Con la forza essenziale dell’amore per un fratello, David rivela sin da subito come l’amore sia l’essenza di tutto, l’essenza di una vita vissuta tra fantasia e solitudine. 

“David” di Joele Anastasi. L’amore prende vita dall’assenza

L’amore viscerale per il fratello da parte di Antonino, primogenito, scaturisce dalla sua immensa solitudine. Una solitudine che è “di casa” ed è la forza attraverso cui racconta di David e desidera portarlo in vita, perché «le cose esistono anche quando sono assenti.» Lo immagina vivo per sopravvivere a questa solitudine. In questo terreno di ricerca e fantasie spazia cercando la forma delle cose e dando un nome a questo amore irrefrenabile di cui ha da sempre sentito il peso come la pulsione e il desiderio di ricongiungimento.

Antonino è logorato dall’assenza tanto da crearsi un rapporto immaginario con David, presente in scena nella sua purezza originaria, in una nudità e bellezza statuaria che fanno da elogio all’iconografia classica e agli ideali a cui si riferiscono. Il rapporto tra i due è un rapporto di amore e odio. Uno è l’altro di se stesso e si riconoscono in questo eterno gioco ed eterna altalena dei ricordi, che fungono insieme all’immaginazione da elemento di vita e ricongiungimento.

Il dramma muto riempie la scena

“David” di Joele Anastasi è la storia di un dramma familiare: del silenzio di una madre stanca e straziata dal dolore; del silenzio di un padre che, condannato alla sua pena e perso nei sensi di colpa giorno dopo giorno cura con costanza il suo orticello di fiori. La famiglia che è seme di vita e speranza diventa luogo di morte e solitudine. La dolorosa perdita di un figlio è motivo per la madre di un abbandono a se stessa. Una donna che non è più donna, una donna chiusa nel suo dolore che non riesce ad essere più né moglie né madre. Lei non riesce a lasciare andare, attanagliata in un passato troppo vivo nei suoi ricordi, sopravvive in solitudine e non ha il coraggio di perdonarsi e perdonare.

I sensi di colpa di Franco, il marito, e la volontà di espiazione lo inducono invece a delle azioni quotidiane guidate dalla rassegnazione di chi sa che non può cambiare le cose, un’infinità di gesti uguali che servono ad elaborare un lutto. Aspetta, trova sfogo e senso nelle sue azioni quotidiane di cui non farebbe a meno. Franco si contraddistingue ciononostante per la speranza di una rinascita, la nascita di un seme di un fiore da cui nacque il loro bell’amore. Un fiore, che è David.
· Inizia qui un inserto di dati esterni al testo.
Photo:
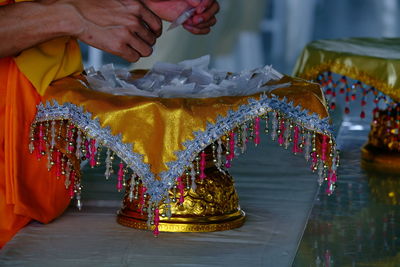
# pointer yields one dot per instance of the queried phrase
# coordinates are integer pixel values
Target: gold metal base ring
(374, 158)
(188, 224)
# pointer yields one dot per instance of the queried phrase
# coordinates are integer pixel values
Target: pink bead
(92, 153)
(87, 149)
(296, 148)
(282, 128)
(120, 177)
(70, 138)
(202, 165)
(58, 163)
(181, 188)
(71, 186)
(228, 163)
(314, 160)
(232, 145)
(142, 199)
(324, 147)
(41, 141)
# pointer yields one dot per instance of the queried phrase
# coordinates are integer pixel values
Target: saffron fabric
(27, 189)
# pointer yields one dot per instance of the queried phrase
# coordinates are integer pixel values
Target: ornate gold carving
(383, 148)
(213, 206)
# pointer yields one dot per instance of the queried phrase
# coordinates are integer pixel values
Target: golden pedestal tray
(356, 68)
(174, 153)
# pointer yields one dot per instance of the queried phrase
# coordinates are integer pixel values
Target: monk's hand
(126, 28)
(200, 23)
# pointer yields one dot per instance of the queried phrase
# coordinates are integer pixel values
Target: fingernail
(199, 20)
(201, 9)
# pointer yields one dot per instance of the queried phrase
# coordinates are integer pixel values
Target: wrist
(65, 19)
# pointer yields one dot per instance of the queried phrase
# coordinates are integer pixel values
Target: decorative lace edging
(158, 189)
(83, 120)
(234, 119)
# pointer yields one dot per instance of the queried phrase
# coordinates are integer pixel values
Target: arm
(31, 23)
(125, 28)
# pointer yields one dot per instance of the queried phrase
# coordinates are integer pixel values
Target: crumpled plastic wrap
(187, 79)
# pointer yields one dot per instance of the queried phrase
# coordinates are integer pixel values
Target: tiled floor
(360, 224)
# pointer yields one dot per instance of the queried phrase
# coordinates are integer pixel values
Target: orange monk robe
(27, 190)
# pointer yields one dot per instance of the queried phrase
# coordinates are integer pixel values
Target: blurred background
(253, 33)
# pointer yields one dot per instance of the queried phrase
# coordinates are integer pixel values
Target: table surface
(276, 189)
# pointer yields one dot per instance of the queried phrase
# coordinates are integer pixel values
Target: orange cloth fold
(27, 190)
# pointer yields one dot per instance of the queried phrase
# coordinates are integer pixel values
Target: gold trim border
(374, 158)
(235, 220)
(351, 72)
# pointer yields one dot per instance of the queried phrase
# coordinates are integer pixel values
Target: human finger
(139, 45)
(206, 24)
(148, 17)
(129, 54)
(203, 6)
(145, 34)
(195, 30)
(207, 14)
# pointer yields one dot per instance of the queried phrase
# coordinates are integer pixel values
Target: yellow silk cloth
(375, 62)
(49, 61)
(158, 126)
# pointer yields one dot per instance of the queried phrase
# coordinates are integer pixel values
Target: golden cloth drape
(157, 127)
(26, 189)
(373, 61)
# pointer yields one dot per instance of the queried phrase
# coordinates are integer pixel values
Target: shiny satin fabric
(158, 127)
(27, 190)
(49, 61)
(374, 61)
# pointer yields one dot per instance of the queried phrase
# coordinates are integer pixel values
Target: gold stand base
(211, 205)
(209, 224)
(374, 158)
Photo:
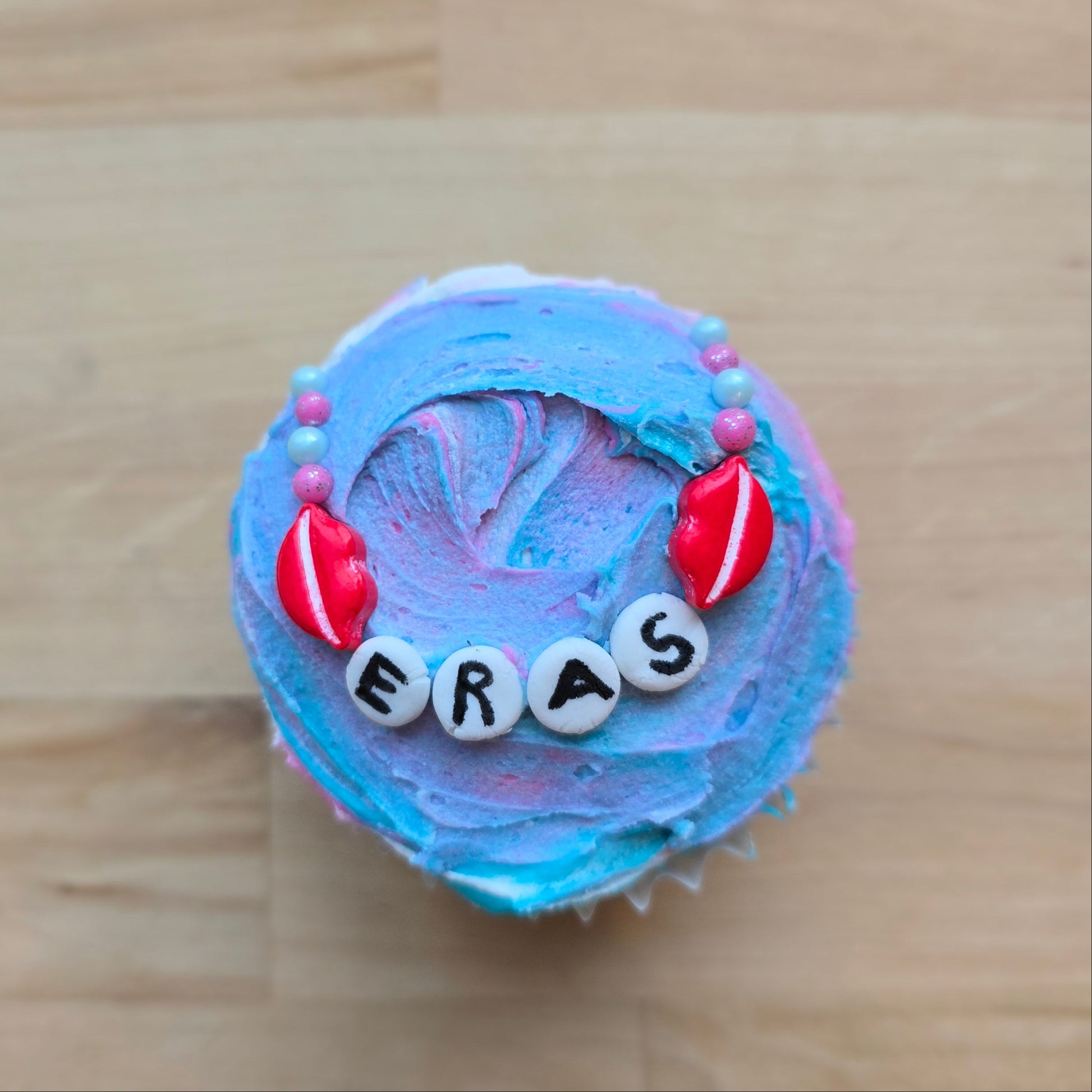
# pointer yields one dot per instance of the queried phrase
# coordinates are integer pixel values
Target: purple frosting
(511, 448)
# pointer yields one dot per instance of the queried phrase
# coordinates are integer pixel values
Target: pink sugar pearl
(719, 357)
(313, 409)
(734, 429)
(313, 483)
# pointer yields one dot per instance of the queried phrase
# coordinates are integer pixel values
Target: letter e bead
(478, 694)
(388, 681)
(659, 643)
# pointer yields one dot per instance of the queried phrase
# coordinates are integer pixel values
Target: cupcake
(543, 585)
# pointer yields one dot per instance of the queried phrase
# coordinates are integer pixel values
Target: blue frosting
(512, 458)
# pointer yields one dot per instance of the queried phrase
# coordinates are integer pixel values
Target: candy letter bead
(709, 331)
(323, 579)
(307, 379)
(388, 681)
(659, 643)
(478, 694)
(734, 429)
(724, 532)
(733, 388)
(719, 357)
(307, 446)
(313, 409)
(313, 483)
(572, 687)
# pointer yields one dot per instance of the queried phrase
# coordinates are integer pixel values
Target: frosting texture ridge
(512, 448)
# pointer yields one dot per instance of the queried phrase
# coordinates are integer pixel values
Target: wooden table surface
(889, 201)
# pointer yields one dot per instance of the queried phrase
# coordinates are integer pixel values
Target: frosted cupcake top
(512, 450)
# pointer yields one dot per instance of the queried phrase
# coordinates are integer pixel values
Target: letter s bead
(659, 643)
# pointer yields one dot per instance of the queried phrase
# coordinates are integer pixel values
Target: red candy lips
(323, 579)
(723, 535)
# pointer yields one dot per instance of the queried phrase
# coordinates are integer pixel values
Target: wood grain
(987, 57)
(891, 208)
(95, 61)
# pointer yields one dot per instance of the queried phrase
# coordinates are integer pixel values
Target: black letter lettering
(577, 680)
(465, 686)
(371, 681)
(682, 662)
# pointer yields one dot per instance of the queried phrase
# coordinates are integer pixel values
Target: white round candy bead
(659, 643)
(388, 681)
(573, 686)
(478, 694)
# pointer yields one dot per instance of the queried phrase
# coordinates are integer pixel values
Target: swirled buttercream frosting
(511, 450)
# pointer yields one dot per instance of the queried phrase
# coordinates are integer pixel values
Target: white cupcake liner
(686, 868)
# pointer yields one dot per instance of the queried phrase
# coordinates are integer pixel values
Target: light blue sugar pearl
(307, 379)
(308, 444)
(709, 331)
(733, 388)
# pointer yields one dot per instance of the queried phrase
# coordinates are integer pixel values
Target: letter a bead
(572, 687)
(659, 643)
(478, 694)
(388, 681)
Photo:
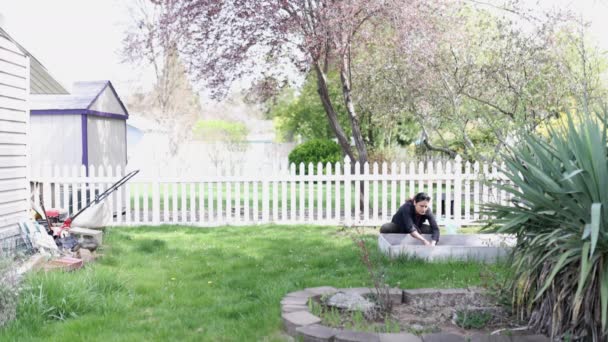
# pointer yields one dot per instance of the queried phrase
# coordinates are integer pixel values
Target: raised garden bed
(467, 247)
(419, 315)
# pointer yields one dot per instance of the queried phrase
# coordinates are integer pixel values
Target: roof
(41, 81)
(82, 98)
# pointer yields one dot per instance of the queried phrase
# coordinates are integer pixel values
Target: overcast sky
(80, 40)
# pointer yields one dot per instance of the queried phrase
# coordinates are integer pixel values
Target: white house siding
(55, 139)
(104, 133)
(14, 117)
(107, 103)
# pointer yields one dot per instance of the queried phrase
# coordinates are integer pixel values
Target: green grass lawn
(172, 283)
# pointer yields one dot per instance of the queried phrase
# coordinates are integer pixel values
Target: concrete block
(316, 333)
(63, 264)
(439, 337)
(356, 336)
(399, 337)
(293, 308)
(294, 301)
(86, 255)
(82, 233)
(294, 320)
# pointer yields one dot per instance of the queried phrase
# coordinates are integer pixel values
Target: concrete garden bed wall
(473, 247)
(300, 323)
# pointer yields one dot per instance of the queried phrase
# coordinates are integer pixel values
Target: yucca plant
(559, 214)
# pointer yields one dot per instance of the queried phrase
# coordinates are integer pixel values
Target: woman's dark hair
(421, 196)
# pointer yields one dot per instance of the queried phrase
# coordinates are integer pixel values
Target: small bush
(219, 130)
(315, 151)
(59, 296)
(9, 292)
(151, 246)
(472, 319)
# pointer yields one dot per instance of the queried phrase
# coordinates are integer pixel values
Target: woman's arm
(417, 236)
(434, 228)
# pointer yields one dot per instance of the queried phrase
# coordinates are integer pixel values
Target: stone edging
(300, 323)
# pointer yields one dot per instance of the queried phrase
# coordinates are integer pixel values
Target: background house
(14, 118)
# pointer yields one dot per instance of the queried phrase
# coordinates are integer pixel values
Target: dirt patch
(464, 312)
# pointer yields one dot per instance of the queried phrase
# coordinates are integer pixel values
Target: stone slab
(439, 337)
(293, 308)
(399, 337)
(294, 320)
(321, 290)
(294, 301)
(316, 333)
(356, 336)
(300, 294)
Grazie al grande impegno profuso da parte degli attori, nonché alla loro carica emotiva con una presenza sul palco intrisa di gestualità e mimica con la naturalezza che contraddistingue la compagnia Vuccirìa teatro, la storia arriva ben prima delle parole. In un mutismo che pervade il palco, prendono vita parole e pensieri di un fratello entusiasta di portare a concepimento una parte di sé, se non se stesso, con l’immagine di David.

«Tu sei me e io sono te.»

Dall’acqua e nell’acqua il ritorno alla vita

Sempre presente in scena una vasca piena d’acqua, simbolo di stralci di vita quotidiana e di momenti goliardici tra padre e figlio, ma anche di origine, nascita e ritorno a tutte le cose. Come «le lacrime sono il mare» così il mare si specchia negli occhi dei due fratelli, così si ritorna al mare per rinascere. E i due fratelli rinascono mediante l’elemento dell’acqua simbolo di trasformazione, di un legame indissolubile e puro, vero ed essenziale, altro e alto, come il valore della famiglia da cui si nasce e con la quale ci si ricongiunge. L’indissolubilità di un legame che dà e toglie vita. David è bellezza della vita, è rifugio, speranza che si possa non morire per amore. Il troppo amore che fa male e trascina giù negli abissi ma, come ricorda il protagonista, anche negli abissi si può sopravvivere. Vivere di un ricordo o ritornare a vivere. Come sempre allo spettatore la riflessione finale.